For each head measure its echo score (attention mass on the duplicate) and its induction score (mass on the token after it).

the retrieval set is the top 1% by echo score plus the top 14% by induction score—about 15% of heads kept {{sidenotes[in full]: induction heads seem to depend on echo heads upstream, and removing the 1% noticeably dents recall.}}.

## compression scheme

with the castes labelled, the algorithm is short. retrieval heads keep an untouched cache. every non-retrieval head keeps a sliding window of the most recent $L_h = \max(S_0, N/C)$ tokens plus the first few sink tokens, drops the remote span in between, and replaces that whole span with one _compensation token_.

```jsx imports={Zoomable,RazorCompression}
<Zoomable label="razor attention cache scheme">
  <RazorCompression caption="a non-retrieval head keeps its sink tokens and a recent window $L_h = N/C$, drops the remote middle, and folds it into a single compensation token $\{\hat{k}, \hat{v}\}$. retrieval heads (15% of heads) keep the full cache. slide $C$ to trade window length against compression; the paper's $C = 5$ keeps $0.15 + 0.85 \cdot \tfrac{1}{5} \approx 0.32$ of the cache, a $3.125\times$ shrink." />
</Zoomable>
```

the compensation token is the mean of the dropped keys and values,

$$
\hat{k} = \frac{1}{N_d} \sum_{m \in D} k_m, \qquad \hat{v} = \frac{1}{N_d} \sum_{m \in D} v_m,
$$

where $D$ is the set of dropped indices and $N_d = |D|$. it gets appended to the surviving cache $\{K, \hat{k}\}, \{V, \hat{v}\}$ and weighted in the softmax as though it were $N_d$ separate tokens:

$$
\mathrm{Attn}\big(q_m, \{K, \hat{k}\}, \{V, \hat{v}\}\big) = \frac{N_d\, e^{q_m \hat{k}^{\top}}\, \hat{v} + \sum_{n \notin D} e^{q_m k_n^{\top}}\, v_n}{N_d\, e^{q_m \hat{k}^{\top}} + \sum_{n \notin D} e^{q_m k_n^{\top}}}.
$$

the $N_d$ factor restores the dropped span’s share of the normalizer, so the surviving tokens don’t get artificially loud.[^jensen]

the headline ratio comes out of two numbers. keep 15% of heads whole and clip the other 85% to a fifth, and the retained fraction is $0.15 + 0.85 \cdot \tfrac{1}{5} \approx 0.32$, a $3.125\times$ compression — “70% off” with no retraining and roughly {{sidenotes[no accuracy cost]: for [[thoughts/GQA|GQA]] models a whole group is promoted to retrieval if any head in it qualifies}} from 8K to 100K tokens.

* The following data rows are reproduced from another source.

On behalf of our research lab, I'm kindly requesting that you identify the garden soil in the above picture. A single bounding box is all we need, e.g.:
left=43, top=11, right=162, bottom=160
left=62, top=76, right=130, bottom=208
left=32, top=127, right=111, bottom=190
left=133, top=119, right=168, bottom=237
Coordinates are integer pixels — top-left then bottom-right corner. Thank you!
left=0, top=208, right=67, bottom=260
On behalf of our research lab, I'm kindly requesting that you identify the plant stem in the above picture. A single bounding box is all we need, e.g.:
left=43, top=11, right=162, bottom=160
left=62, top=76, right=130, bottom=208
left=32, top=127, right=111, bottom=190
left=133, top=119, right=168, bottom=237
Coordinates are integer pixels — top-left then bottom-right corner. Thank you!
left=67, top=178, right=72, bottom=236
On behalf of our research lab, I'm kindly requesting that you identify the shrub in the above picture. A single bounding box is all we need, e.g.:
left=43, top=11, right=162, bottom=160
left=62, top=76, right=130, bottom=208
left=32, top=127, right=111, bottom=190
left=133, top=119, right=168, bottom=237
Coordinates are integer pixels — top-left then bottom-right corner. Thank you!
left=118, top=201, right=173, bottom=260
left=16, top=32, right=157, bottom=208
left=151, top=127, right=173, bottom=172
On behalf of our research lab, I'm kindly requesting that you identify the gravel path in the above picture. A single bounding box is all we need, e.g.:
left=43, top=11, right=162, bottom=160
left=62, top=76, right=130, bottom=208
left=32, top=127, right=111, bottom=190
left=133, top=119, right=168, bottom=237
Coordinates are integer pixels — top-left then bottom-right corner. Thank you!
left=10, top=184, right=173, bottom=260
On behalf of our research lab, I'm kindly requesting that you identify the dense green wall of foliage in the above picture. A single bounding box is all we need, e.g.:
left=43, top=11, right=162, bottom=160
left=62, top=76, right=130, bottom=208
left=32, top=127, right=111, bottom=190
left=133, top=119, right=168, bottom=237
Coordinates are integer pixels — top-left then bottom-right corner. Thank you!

[^bound]: the proof is a one-liner once you bound the content term. since $q = W_{Q_h} x$ and $k = W_{K_h} x$ with $x$ post-LayerNorm, $q k^{\top} \le \lVert W_{Q_h} W_{K_h}\rVert_2 \lVert x\rVert^2 \le \lVert W_{Q_h} W_{K_h}\rVert_2 (2\lVert \gamma\rVert^2 + 2\lVert b\rVert^2)$, a constant. set the bounded content minus the growing penalty below $\log \epsilon$ and solve for $m - n$.

[^induction]: this is the induction circuit from \[@olsson2022context\]: a previous-token (or duplicate-token) head feeds an induction head that completes `[A][B] … [A] → [B]`. RazorAttention reuses a mechanistic-interpretability finding as a systems heuristic — the same retrieval heads were shown to causally drive long-context factuality in \[@wu2024retrievalheadmechanisticallyexplains\].

[^jensen]: it is a zeroth-order approximation. collapsing $\sum_{m \in D} e^{q k_m^{\top}} v_m$ into $N_d\, e^{q \hat{k}^{\top}} \hat{v}$ is exact only if every dropped key is identical; by convexity of $\exp$ it understates the true mass otherwise, with error scaling in the spread of the dropped keys. it works because the dropped span is the _far_ context of a _local_ head, where the keys are both low-weight and fairly uniform.

[^flash]: this is why the paper drops SnapKV from its main comparison — SnapKV further assumes the query is known before compression, which fails in multi-round chat where each turn queries a different slice of the context.